What AuditForge does not do

  • It does not replace the senior partner. Every finding is reviewed by a partner-level auditor before the deliverable goes to the client. The partner accepts, refines, or rejects; AuditForge surfaces candidates.
  • It does not give legal advice. Findings describe what the corpus says and where its language has internal inconsistencies, gaps relative to its referenced frameworks, or stale references. Legal interpretation of consequences is the partner's responsibility.
  • It does not certify compliance. A clean run does not mean an organization is compliant with a framework. It means the documents in the corpus, as supplied, did not contain the kinds of textual issues this audit was scoped to find.
  • It does not handle classified material. All processing happens in the auditing firm's tenant within commercial cloud infrastructure. Engagements requiring SCIF-level handling are out of scope.
  • It does not replace primary research. When a finding turns on a fact not in the corpus (e.g., what NIST SP 800-171 Revision 3 actually contains), the partner verifies that fact against the authoritative source. AuditForge identifies the question; the partner confirms the answer.

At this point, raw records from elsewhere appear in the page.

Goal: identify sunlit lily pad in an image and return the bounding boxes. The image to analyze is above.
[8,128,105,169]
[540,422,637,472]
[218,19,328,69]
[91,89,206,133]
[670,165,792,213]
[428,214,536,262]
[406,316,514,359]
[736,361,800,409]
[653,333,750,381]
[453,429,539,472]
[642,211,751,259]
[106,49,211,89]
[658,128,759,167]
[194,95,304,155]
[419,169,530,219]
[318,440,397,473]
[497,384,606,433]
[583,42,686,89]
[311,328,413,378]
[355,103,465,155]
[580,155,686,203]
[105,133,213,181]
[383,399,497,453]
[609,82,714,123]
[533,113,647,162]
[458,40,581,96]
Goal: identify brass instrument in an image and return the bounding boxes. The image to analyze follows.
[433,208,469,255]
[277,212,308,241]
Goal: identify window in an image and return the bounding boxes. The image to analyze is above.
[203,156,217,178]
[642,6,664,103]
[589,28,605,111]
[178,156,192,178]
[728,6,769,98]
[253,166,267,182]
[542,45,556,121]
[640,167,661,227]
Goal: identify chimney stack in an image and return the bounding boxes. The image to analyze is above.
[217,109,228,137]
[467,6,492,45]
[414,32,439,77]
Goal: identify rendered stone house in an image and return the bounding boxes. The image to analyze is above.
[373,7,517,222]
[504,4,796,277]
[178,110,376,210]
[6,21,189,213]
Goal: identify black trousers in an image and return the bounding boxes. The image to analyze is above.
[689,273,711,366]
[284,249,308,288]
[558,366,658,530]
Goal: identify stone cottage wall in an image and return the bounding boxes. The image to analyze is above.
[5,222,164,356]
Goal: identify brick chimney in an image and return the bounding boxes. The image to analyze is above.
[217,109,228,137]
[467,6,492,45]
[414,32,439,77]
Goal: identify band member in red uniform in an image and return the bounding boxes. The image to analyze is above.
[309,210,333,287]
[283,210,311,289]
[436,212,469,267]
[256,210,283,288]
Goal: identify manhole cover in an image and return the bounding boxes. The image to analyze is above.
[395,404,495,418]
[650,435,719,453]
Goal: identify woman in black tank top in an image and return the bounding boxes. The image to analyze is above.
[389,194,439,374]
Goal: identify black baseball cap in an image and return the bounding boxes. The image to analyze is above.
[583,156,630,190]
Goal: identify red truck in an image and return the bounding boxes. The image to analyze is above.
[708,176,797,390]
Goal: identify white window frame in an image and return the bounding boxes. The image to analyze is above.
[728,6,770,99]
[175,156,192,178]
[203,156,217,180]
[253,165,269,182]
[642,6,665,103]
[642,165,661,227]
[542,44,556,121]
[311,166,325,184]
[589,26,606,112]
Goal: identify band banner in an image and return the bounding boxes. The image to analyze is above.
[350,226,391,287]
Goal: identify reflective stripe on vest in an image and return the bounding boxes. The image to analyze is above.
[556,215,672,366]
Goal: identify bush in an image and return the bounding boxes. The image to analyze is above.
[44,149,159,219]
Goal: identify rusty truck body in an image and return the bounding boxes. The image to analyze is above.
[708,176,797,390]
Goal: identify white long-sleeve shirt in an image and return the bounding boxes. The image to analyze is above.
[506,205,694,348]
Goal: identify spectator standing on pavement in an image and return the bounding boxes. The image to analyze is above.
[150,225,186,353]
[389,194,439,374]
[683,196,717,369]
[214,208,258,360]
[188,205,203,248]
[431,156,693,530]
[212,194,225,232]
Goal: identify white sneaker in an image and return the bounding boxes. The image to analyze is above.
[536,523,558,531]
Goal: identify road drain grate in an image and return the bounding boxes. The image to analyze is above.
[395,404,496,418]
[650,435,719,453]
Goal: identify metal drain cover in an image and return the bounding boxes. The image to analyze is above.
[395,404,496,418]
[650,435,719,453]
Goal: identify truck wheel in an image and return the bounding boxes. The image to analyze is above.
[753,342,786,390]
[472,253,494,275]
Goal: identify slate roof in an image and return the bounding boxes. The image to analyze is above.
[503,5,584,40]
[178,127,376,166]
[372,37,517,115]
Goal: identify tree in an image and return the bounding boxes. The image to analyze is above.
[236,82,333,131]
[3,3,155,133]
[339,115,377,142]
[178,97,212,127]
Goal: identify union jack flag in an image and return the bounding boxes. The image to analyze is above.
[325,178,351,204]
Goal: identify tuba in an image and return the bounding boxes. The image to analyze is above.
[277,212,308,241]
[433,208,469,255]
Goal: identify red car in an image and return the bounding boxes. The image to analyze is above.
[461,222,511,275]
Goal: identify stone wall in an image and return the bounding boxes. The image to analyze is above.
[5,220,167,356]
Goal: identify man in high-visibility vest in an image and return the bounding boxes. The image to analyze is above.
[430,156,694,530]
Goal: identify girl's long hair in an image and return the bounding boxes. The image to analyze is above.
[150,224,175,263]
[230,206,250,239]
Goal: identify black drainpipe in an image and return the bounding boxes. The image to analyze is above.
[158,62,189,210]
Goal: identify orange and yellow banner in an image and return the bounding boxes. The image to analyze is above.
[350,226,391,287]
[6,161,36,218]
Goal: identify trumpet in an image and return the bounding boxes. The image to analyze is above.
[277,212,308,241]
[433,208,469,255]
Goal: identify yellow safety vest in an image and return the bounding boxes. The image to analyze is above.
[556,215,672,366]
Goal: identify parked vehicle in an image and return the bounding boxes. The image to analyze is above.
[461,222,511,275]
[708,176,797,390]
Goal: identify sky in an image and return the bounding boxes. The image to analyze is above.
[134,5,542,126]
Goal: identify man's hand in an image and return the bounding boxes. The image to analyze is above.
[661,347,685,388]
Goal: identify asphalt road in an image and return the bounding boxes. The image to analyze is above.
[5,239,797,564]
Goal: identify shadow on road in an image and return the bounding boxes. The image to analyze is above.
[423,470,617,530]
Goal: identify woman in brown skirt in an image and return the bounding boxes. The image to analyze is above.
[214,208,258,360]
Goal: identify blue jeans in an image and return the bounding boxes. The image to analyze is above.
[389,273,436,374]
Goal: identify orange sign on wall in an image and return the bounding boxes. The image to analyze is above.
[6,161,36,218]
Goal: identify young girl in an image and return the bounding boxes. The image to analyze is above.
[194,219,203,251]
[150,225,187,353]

Limitations of AI reasoning, transparently stated

LLM-based reasoning can fail in ways traditional rule engines cannot. Where this audit could plausibly be wrong, here is where:

  • Hallucinated quotes. Modern frontier models occasionally fabricate quotes. AuditForge mitigates this with quote_verified checks (every produced quote is matched against the retrieved chunks), and the partner reviewer is asked to confirm any high-severity finding's quote against the source PDF before accepting.
  • Context-window cliff. When the corpus exceeds the model's effective context, retrieved chunks are sampled and ranked, not exhaustively read. A relevant clause that doesn't surface in the top-k retrieval may be missed. The validator stage's relevance threshold and the deepening stage's follow-up targets reduce, but do not eliminate, this risk.
  • Domain-knowledge gaps. The model's knowledge of niche regulatory frameworks may be incomplete or out of date relative to the model's training cutoff. The intake stage and the partner's review compensate for this; novel or rapidly-evolving frameworks (e.g., a regulation changed within the last six months) warrant additional partner scrutiny.
  • Catalog blind spots. A primitive that does not exist cannot generate findings. The current ten primitives are believed to cover the major categories of textual audit finding, but a corpus may contain issues that fit none of them. The partner's review is the safety net.

The deliverable's executive summary explicitly notes when the audit's scope or budget caused specific kinds of findings to be limited.


Cost and scaling

A typical engagement against a corpus of 100–500 documents runs in 30–60 minutes of wall-clock time and consumes between $5 and $50 in compute, with the variance driven by:

  • Corpus size (linear in document count for retrieval; sub-linear for catalog and synthesis).
  • Iteration count (default 3; deeper engagements can extend to 5).
  • Adversarial verification (roughly doubles per-question cost; default on for Premium / Defensibility, optional otherwise).
  • Archetype's catalog priority weighting (some archetypes pull more LLM-driven targets than others).

Hard budget caps prevent runaway spend. The system gracefully downshifts model tiers as the budget approaches its cap rather than aborting mid-run.


Provenance & rotation

The pipeline runs against the auditing firm's own AWS tenancy. No data leaves the firm's infrastructure for any purpose other than the LLM calls themselves. LLM API endpoints used (Anthropic, OpenAI) are documented in the engagement audit log. Per-engagement S3 buckets isolate every client's documents, indexes, findings, and audit logs from every other client's. Retention is configurable per engagement and defaults to the auditing firm's standard data-handling policy.


This methodology is part of the published audit deliverable. It is intended to be read by the end client's reviewer and shared with their compliance and procurement teams. Updates to the methodology are versioned; the version applied to any given audit is recorded in the engagement metadata at the bottom of the deliverable.